Pada Desember 2009, Saidi memperlihatkan sistem jaringan jalan tol dalam Kuala Lumpur, Malaysia, mendatangi pusat pemantauan tol, dan mencermati sistem elektronik tol. Bagaimana pengoperasian jalan tol di sana.

Kuala Lumpur juga macet. Perlu dua polisi lalu lintas pembuka jalan. Waktu yang masih ada, membuat Saidi perlu memperkenalkan light rail transit (LRT) kepada Kuala Lumpur Convention Center.
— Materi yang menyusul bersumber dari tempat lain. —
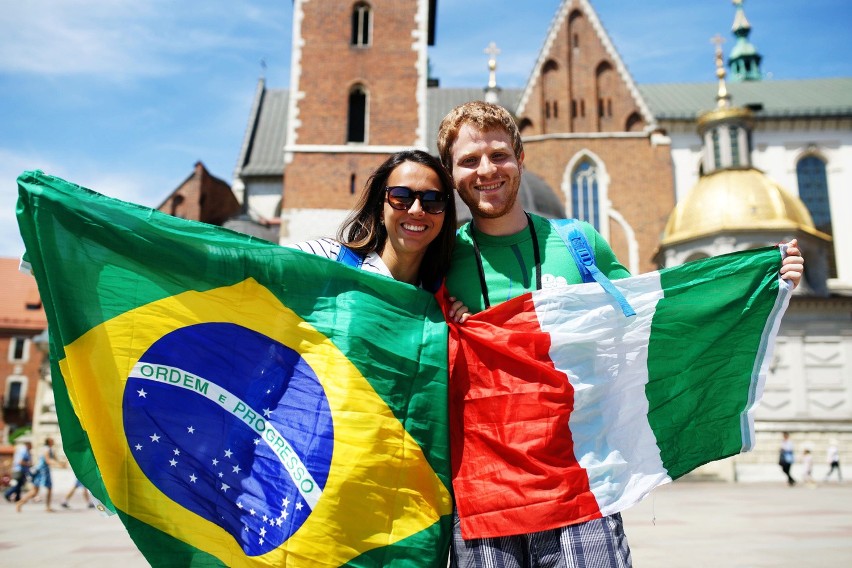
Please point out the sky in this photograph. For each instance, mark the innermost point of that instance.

Perjalanan dimulai dari emplasemen Stasiun LRT Kelana Jaya. Konstruksinya sebangun dengan Stasiun Gambir dan Cikini, sama-sama elevated, tetapi lebih bersih, lebih terang, dan kedatangan kereta lebih pasti.

Di emplasemen Stasiun Kelana Jaya itu, masyarakat berbaur. Ada buruh, mahasiswa, pasangan suami istri dengan empat anak, turis beransel, serta seorang pramugari AirAsia yang menyeret kopernya. Maukah seorang pramugari naik kereta rel listrik di Jakarta?
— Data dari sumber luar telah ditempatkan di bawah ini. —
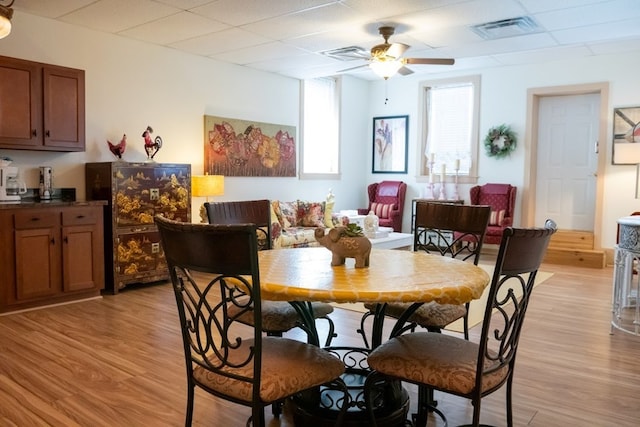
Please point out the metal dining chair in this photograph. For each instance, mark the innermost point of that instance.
(278, 317)
(461, 367)
(445, 229)
(214, 269)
LRT canggih. Melaju tanpa masinis, seperti kereta antarterminal di Bandara Changi, Singapura, atau Bandara Barajas di Madrid, Spanyol. LRT Kuala Lumpur buatan Bombardier.

LRT ini bukti nyata pembangunan transportasi massal Kuala Lumpur. Terlebih, pada pagi dan petang hari, kemacetan menghantui jalan tol. ”Seperti di Jakarta, kami repot oleh keluhan pengguna tol. Mereka protes mengapa macet meski sudah membayar tol,” kata Manager Traffic Safety Lingkaran Trans Kota Sdn Bhd Nor Azman bin Ishak.

”Karena sering macet, kami setuju transportasi di Kuala Lumpur tak mungkin lagi tol, tetapi transportasi massal seperti LRT. Jalan tol lebih untuk lintas antarnegara bagian,” kata Dato’ Ismail bin Md Salleh, Direktur Jenderal Lembaga Lebuhraya Malaysia.

Enam tol dalam kota

Di Indonesia, Lembaga Lebuhraya Malaysia adalah Badan Pengatur Jalan Tol (BPJT). Mungkinkah seorang Kepala BPJT menyatakan bahwa tak layak lagi dibangun tol tambahan di Jakarta? Atau, mungkinkah presiden direktur perusahaan jalan tol mengajak naik kereta yang merupakan ”musuh” jalan tol?

Faktanya, Pemerintah Provinsi DKI Jakarta makin berhasrat menuntaskan enam ruas tol dalam kota, yakni Kemayoran- Kampung Melayu (9,646 km), Duri Pulo-Tomang-Kampung Melayu (11,38 km), Rawa Buaya-Sunter (22,8 km), Sunter-Pulo Gebang (10,8 km), Pasar Minggu-Casablanca (9,55 km), dan Ulujami-Tanah Abang (8,26 km).

Ketika seruan penolakan bermunculan, suara-suara tersebut lenyap. Padahal, suara-suara itu menyodorkan bukti negatif tol dalam kota, mulai dari polusi, pemborosan bahan bakar, hingga hilangnya ruang-ruang publik.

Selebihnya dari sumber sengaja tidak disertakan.